First-Visit MC: For each episode, only the first time state $s$ is visited contributes a return sample. After many episodes:

$V (s) \approx \frac{1}{N ( s )} \sum_{i = 1}^{N (s)} G_{t}^{(i)}$

where $N (s)$ is the count of first visits to $s$ and $G_{t}^{(i)}$ is the return following the $i$ -th first visit.

Every-Visit MC: Every occurrence of $s$ within an episode contributes a return sample.
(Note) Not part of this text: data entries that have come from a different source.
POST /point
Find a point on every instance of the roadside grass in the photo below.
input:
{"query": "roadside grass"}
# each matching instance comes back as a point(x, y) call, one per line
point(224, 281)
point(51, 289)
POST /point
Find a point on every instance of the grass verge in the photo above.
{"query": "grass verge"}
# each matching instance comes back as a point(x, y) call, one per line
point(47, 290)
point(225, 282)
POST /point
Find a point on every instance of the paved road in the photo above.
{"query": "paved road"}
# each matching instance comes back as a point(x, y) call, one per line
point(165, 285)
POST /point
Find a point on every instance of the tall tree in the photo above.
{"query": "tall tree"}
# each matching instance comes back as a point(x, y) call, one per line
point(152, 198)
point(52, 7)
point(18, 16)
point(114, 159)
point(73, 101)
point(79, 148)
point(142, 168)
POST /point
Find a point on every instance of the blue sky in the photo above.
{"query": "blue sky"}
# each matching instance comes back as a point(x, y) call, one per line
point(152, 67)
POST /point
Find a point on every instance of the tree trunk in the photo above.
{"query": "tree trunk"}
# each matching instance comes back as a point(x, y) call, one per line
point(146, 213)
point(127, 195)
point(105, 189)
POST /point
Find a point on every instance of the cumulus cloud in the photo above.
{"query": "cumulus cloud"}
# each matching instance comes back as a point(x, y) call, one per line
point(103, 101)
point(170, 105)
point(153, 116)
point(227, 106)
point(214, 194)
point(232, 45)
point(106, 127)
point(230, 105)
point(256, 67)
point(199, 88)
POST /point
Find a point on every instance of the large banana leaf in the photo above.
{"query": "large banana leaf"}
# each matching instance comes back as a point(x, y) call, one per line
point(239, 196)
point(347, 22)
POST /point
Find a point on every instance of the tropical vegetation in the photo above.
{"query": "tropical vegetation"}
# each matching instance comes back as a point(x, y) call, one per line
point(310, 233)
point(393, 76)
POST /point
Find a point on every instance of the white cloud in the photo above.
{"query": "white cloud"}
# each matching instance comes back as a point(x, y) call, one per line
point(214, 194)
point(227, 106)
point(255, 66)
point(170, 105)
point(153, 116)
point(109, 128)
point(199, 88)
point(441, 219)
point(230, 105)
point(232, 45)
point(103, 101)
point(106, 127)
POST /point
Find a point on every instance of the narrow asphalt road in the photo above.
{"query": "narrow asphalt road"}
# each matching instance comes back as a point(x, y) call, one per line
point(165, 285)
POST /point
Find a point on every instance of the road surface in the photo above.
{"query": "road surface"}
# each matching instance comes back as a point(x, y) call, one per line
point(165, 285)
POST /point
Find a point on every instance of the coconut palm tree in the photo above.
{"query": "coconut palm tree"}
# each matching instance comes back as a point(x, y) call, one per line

Both variants converge to $V^{π} (s)$ as $N (s) \to \infty$ by the law of large numbers, though first-visit MC produces unbiased estimates with cleaner theoretical guarantees.

The incremental update form avoids storing all returns:

$V (s) \leftarrow V (s) + α [G_{t} - V (s)]$

where $α = 1/ N (s)$ recovers exact averaging, or a constant $α$ provides a recency-weighted average suitable for non-stationary environments.

MC Control (Finding $π^{*}$ )

To improve the policy, we estimate action-value functions $Q (s, a)$ rather than $V (s)$ , since $Q$ allows policy improvement without a model:

$π^{'} (s) = ar g max_{a} Q (s, a)$

MC with Exploring Starts: Guarantees coverage by starting each episode from a random state-action pair. The algorithm then follows $π$ and updates $Q$ from the observed return. This is theoretically clean but impractical in most real environments where we cannot control the start state.

On-Policy MC Control ( $ε$ -Greedy)

Instead of exploring starts, maintain an $ε$ -greedy policy:

$π (a ∣ s) = {1 - ε + ε /∣ A (s) ∣ ε /∣ A (s) ∣ if a = ar g max_{a^{'}} Q (s, a^{'}) otherwise$

This guarantees all state-action pairs are visited infinitely often (given infinite episodes), enabling convergence to the best policy within the class of $ε$ -soft policies.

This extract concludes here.